Data Flow¶

This chapter traces data through the system from user input to final results, helping you understand where transformations happen and how to debug issues.

Overview¶

┌─────────────────────────────────────────────────────────────────┐
│ User Input                                                       │
│   • DataFrame + formula string                                   │
└─────────────────────────────────────────────────────────────────┘
                              │
                              ▼
┌─────────────────────────────────────────────────────────────────┐
│ Python API Layer                                                 │
│   • Validate inputs                                              │
│   • Parse formula (if used)                                      │
│   • Build design matrix                                          │
│   • Convert to NumPy arrays                                      │
└─────────────────────────────────────────────────────────────────┘
                              │
                              ▼
┌─────────────────────────────────────────────────────────────────┐
│ PyO3 Binding Layer                                               │
│   • Convert NumPy → ndarray                                      │
│   • Create Rust Family/Link objects                              │
│   • Call core library                                            │
└─────────────────────────────────────────────────────────────────┘
                              │
                              ▼
┌─────────────────────────────────────────────────────────────────┐
│ Rust Core (rustystats-core)                                      │
│   • Run IRLS/Coordinate Descent                                  │
│   • Return IRLSResult                                            │
└─────────────────────────────────────────────────────────────────┘
                              │
                              ▼
┌─────────────────────────────────────────────────────────────────┐
│ PyO3 Binding Layer                                               │
│   • Wrap IRLSResult as PyGLMResults                             │
│   • Convert ndarray → NumPy (when accessed)                     │
└─────────────────────────────────────────────────────────────────┘
                              │
                              ▼
┌─────────────────────────────────────────────────────────────────┐
│ User Output                                                      │
│   • GLMResults object with all methods                          │
└─────────────────────────────────────────────────────────────────┘

Formula API Data Flow¶

User Code¶

import rustystats as rs
import polars as pl

data = pl.read_parquet("insurance.parquet")

result = rs.glm(
    formula="ClaimNb ~ Age + C(Region) + bs(VehPower, df=4)",
    data=data,
    family="poisson",
    offset="Exposure"
).fit()

Step 1: Formula Parsing (`python/rustystats/formula.py`)¶

class FormulaGLM:
    def __init__(self, formula, data, family, offset=None, ...):
        self.formula = formula
        self.data = data

        # Parse formula
        self.parsed = parse_formula(formula)
        # parsed = {
        #     'response': 'ClaimNb',
        #     'terms': ['Age', 'C(Region)', 'bs(VehPower, df=4)'],
        #     'interactions': []
        # }

    def fit(self):
        # 1. Extract response
        y = self.data[self.parsed['response']].to_numpy()

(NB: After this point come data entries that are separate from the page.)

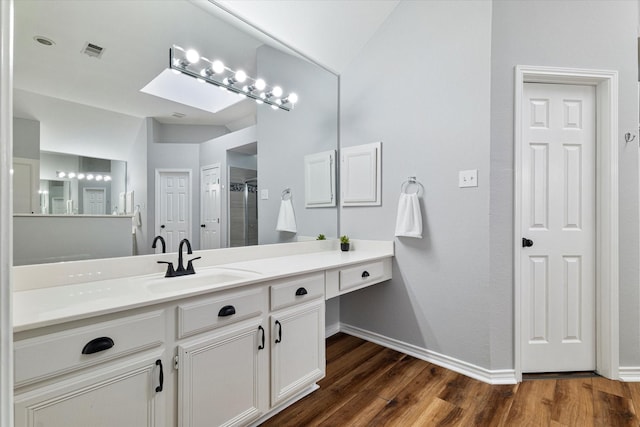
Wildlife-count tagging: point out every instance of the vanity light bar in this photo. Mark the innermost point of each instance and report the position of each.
(88, 176)
(190, 62)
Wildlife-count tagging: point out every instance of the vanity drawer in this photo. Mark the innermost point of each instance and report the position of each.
(296, 290)
(221, 310)
(49, 355)
(363, 274)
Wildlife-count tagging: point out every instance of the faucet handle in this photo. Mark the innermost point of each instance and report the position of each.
(170, 271)
(190, 265)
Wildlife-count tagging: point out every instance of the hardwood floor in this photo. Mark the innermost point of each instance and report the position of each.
(369, 385)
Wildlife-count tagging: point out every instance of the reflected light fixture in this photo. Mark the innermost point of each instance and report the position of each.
(191, 63)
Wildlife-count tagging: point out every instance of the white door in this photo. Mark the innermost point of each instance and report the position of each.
(173, 207)
(558, 228)
(93, 201)
(210, 207)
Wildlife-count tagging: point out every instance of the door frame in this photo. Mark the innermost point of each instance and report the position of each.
(202, 169)
(606, 276)
(156, 225)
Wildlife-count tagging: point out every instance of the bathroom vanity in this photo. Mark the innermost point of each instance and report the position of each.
(231, 345)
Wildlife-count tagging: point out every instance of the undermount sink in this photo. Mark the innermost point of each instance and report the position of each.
(203, 278)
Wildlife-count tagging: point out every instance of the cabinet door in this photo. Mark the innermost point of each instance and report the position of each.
(222, 377)
(123, 395)
(297, 349)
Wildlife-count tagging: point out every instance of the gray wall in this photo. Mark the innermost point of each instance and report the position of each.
(421, 86)
(452, 291)
(26, 138)
(564, 33)
(284, 138)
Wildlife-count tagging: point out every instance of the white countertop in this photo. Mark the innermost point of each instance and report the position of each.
(45, 306)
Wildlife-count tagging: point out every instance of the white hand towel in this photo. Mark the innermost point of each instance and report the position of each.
(286, 217)
(409, 221)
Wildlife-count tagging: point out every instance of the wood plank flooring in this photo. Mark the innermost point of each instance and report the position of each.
(369, 385)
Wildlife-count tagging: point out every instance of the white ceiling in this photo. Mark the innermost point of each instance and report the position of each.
(137, 34)
(329, 32)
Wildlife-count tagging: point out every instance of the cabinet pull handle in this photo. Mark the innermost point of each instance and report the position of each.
(279, 325)
(227, 310)
(261, 346)
(159, 388)
(98, 344)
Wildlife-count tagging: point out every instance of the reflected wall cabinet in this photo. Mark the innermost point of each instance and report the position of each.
(360, 175)
(319, 179)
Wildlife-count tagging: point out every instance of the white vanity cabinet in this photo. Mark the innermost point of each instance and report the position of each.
(223, 372)
(297, 335)
(106, 374)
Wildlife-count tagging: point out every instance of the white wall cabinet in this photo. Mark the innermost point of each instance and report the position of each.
(223, 377)
(361, 175)
(319, 179)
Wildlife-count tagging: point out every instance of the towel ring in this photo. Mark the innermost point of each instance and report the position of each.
(286, 192)
(411, 180)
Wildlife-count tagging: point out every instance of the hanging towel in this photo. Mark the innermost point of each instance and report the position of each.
(286, 217)
(409, 221)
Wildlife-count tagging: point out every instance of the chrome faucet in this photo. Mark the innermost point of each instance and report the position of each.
(181, 271)
(164, 245)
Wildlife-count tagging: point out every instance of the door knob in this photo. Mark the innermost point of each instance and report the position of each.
(527, 243)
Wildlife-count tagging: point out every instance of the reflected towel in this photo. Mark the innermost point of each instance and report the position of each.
(286, 217)
(409, 221)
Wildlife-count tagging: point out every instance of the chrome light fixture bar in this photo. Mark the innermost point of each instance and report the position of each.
(190, 62)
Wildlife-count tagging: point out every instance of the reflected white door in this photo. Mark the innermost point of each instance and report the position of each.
(210, 207)
(558, 221)
(173, 207)
(93, 201)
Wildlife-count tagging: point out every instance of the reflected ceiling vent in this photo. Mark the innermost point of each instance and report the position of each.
(93, 50)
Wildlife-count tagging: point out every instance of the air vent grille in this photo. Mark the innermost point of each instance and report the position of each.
(93, 50)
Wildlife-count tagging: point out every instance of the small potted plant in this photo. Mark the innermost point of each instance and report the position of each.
(344, 243)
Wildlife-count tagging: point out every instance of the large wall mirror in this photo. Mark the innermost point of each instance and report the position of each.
(92, 86)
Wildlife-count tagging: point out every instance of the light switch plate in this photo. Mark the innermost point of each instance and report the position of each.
(468, 178)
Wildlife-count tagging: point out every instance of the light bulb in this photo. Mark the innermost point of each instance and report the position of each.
(217, 66)
(240, 76)
(260, 84)
(192, 56)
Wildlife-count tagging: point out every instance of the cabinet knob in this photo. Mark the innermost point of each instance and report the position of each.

        # 2. Build design matrix
        X = self._build_design_matrix()

        # 3. Handle offset
        offset = None
        if self.offset_col:
            offset = np.log(self.data[self.offset_col].to_numpy())

        # 4. Call array API
        result = fit_glm(y, X, family=self.family, offset=offset, ...)

        # 5. Attach metadata
        result._feature_names = self._feature_names
        return result

Step 2: Design Matrix Construction¶

def _build_design_matrix(self):
    columns = [np.ones(len(self.data))]  # Intercept
    names = ['Intercept']

    for term in self.parsed['terms']:
        if term.startswith('C('):
            # Categorical encoding
            col_name = extract_column_name(term)
            encoded, term_names = encode_categorical(
                self.data[col_name].to_numpy()
            )
            columns.append(encoded)
            names.extend(term_names)

        elif term.startswith('bs(') or term.startswith('ns('):
            # Spline basis
            col_name, df = parse_spline_term(term)
            x = self.data[col_name].to_numpy()
            basis = bs(x, df=df) if term.startswith('bs') else ns(x, df=df)
            columns.append(basis)
            names.extend([f"{term}_{i}" for i in range(basis.shape[1])])

        else:
            # Continuous variable
            columns.append(self.data[term].to_numpy().reshape(-1, 1))
            names.append(term)

    self._feature_names = names
    return np.column_stack(columns)

Step 3: Rust Core Fitting¶

After design matrix construction, the formula API calls the Rust core library via PyO3 bindings to run the IRLS solver.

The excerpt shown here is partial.